2-AIN-505, 2-AIN-251: Seminár z bioinformatiky (1) a (3)
Zima 2015
Abstrakt

Petr Novak, Pavel Neumann, Jiri Pech, Jaroslav Steinhaisl, Jiri Macas. RepeatExplorer: a Galaxy-based web server for genome-wide characterization ofeukaryotic repetitive elements from next-generation sequence reads. Bioinformatics, 29(6):792-793. 2013.

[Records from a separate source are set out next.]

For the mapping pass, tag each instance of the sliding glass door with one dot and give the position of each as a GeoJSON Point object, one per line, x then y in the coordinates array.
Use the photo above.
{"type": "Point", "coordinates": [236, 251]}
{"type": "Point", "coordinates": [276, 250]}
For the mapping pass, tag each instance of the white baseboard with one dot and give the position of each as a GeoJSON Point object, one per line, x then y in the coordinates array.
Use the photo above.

Download preprint: not available

Download from publisher: not available PubMed

Related web page: not available

Bibliography entry: BibTeX

Abstract:

MOTIVATION: Repetitive DNA makes up large portions of plant and animal nuclear
genomes, yet it remains the least-characterized genome component in most species 
studied so far. Although the recent availability of high-throughput sequencing
data provides necessary resources for in-depth investigation of genomic repeats, 
its utility is hampered by the lack of specialized bioinformatics tools and
appropriate computational resources that would enable large-scale repeat analysis
to be run by biologically oriented researchers. RESULTS: Here we present
RepeatExplorer, a collection of software tools for characterization of repetitive
elements, which is accessible via web interface. A key component of the server is
the computational pipeline using a graph-based sequence clustering algorithm to
facilitate de novo repeat identification without the need for reference databases
of known elements. Because the algorithm uses short sequences randomly sampled
from the genome as input, it is ideal for analyzing next-generation sequence
reads. Additional tools are provided to aid in classification of identified
repeats, investigate phylogenetic relationships of retroelements and perform
comparative analysis of repeat composition between multiple species. The server
allows to analyze several million sequence reads, which typically results in
identification of most high and medium copy repeats in higher plant genomes.